The PBX is Asterisk 13 on Scientific Linux (RHEL) 6.9 (running on a VMWare ESXi 5.5 guest with newly updated tools and VMXNET3 adapters.) The CPU sits pretty steadily around 5-15% usage, and network traffic is minimal. Where can I look to troubleshoot this issue? Are there any common causes for this sort of problem? I'm assuming since the problems are there on the server that I can rule out problems on the external network side?
Finally figured this out! TLDR: disable power management on the host.
Despite the low CPU usage, we still figured this was something to do with CPU load. So, we were experimenting with loading down the CPU, expecting this problem with the dead spots in the calls to get worse. Instead, it went away completely. So, after looking at CPU usage stats in vCenter many many times, I finally looked into the other line on that graph.
This is probably not news to many, but I found out that CPU ready time is the amount of time that a VM is ready to use the CPU, but the physical resources can't be allocated by the host. Most sources I found say that anything less than 5% isn't a problem, but it certainly seemed to be having an impact on our voice streams. We were seeing the cutouts every minute, and the graph also showed a spike in ready time every minute.
So I got to wondering why this would go away during high CPU load and figured it must be some kind of power management. When the host sees the increased usage it makes CPU resources consistently available to the VM. So I disabled power management in the BIOS of the host, et voila:
The slight increase in ready time near the end of the graph corresponds to a half-dozen other VMs migrating back to this host.
Call traces now show negligible amounts of jitter, and the cutouts have disappeared from calls.

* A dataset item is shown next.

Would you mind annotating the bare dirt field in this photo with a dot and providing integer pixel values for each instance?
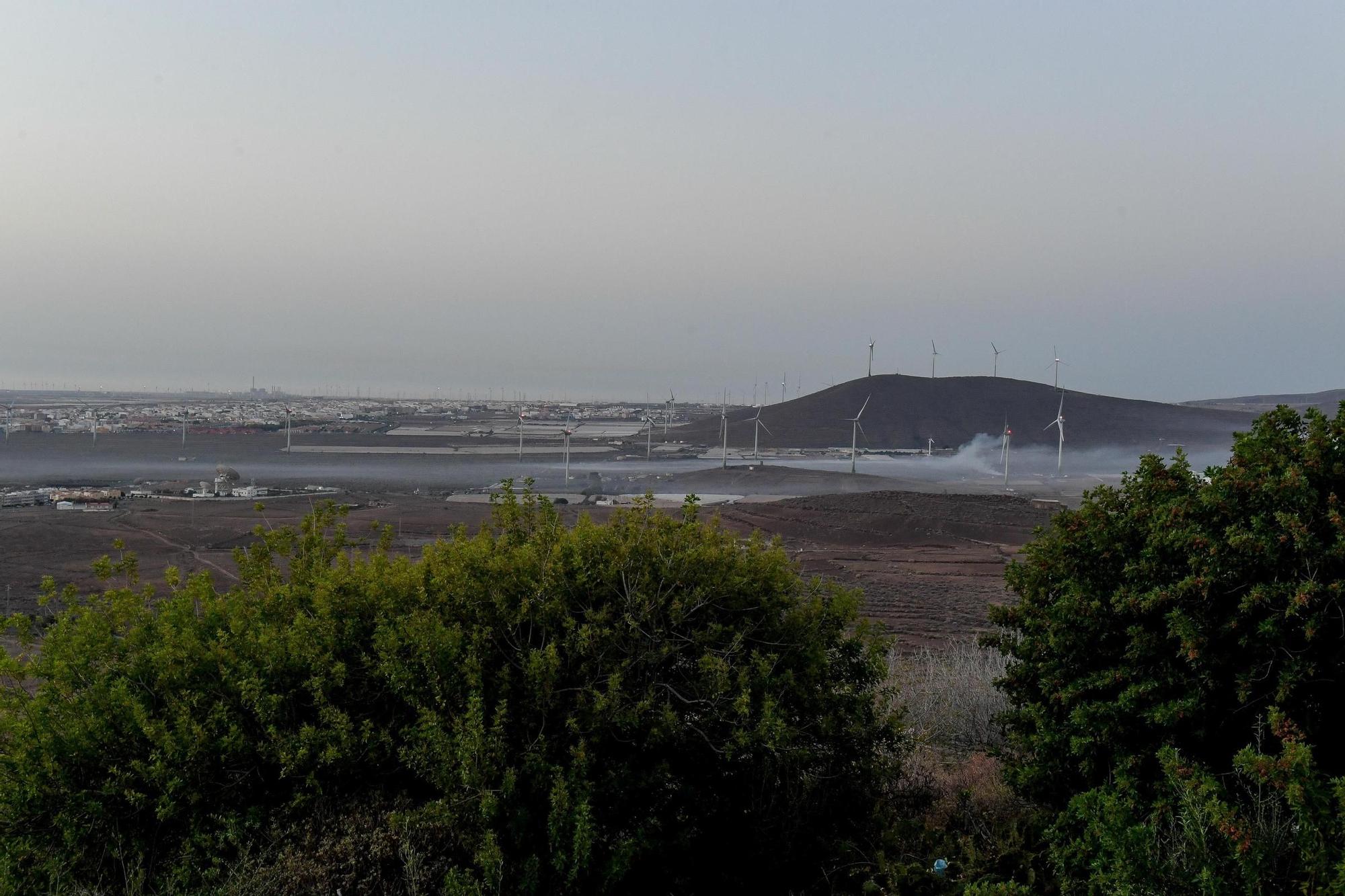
(929, 564)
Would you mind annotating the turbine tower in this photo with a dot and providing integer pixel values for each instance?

Further research showed this is a somewhat common issue with workloads that are both latency-sensitive and CPU non-intensive. The power management sees the very low CPU usage and assumes it can throttle the processor, even though it should not!
I had a similar issue, but much worse, with many spikes in the Wireshark RTP graph, hisses and choppy audio.
In the course of many experiments, I dumped the CDR database, that had grown to 1.5GB. I had noticed the size, but was putting off the pruning until I had fixed the audio problems. B-)
This apparently immediately improved audio quality, including the transcoding of the IVR messages to G729.
The delays were also visible from a SmokePing trace to the VPS.